> By its nature, K8s is designed to host stateless apps. It is fantastic at doing this, to be clear. I love K8s. But a system where the nodes can (and should, if you're taking advantage of spot pricing) disappear with a few minutes' warning is not a great host for an RDBMS.
Why is this a problem? A typical deployment will have multiple replicas, with (hopefully) small replication lag. Those should be able to be promoted to be the new primary within a minute.
> A typical deployment will have multiple replicas, with (hopefully) small replication lag. Those should be able to be promoted to be the new primary within a minute.
What happens within that minute to database writes?
Well, the problem is a little bit more complicated than just having replicas.
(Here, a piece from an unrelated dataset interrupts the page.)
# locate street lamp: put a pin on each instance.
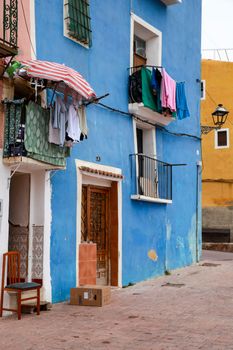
(219, 118)
(220, 115)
You cannot build operational procedures based on “hope”.
High replication lag occurs for many many reasons (and they are not a rare event, or something that you can prevent). As well as network partitions.
Replication and binary logs can get corrupted, there can be deadlocks, duplicated row errors, etc.
The thing is that database administration is a broad and complicated topic, a small mistake or the lack of understanding how these systems work can easily lead to huge data losses.
Ah yes, HN. You know there are billions of sites(wp mostly), LoB apps etc that run on 1 mysql/pg/etc instance right? Replicas are not typical and a tiny minority.
OP was talking about 'typical database setup' being a replicated db. It's not typical. Nor is the use of k8s for stuff outside HN and massive companies. Not that I mentioned k8s anyway.
Why is this a problem? A typical deployment will have multiple replicas, with (hopefully) small replication lag. Those should be able to be promoted to be the new primary within a minute.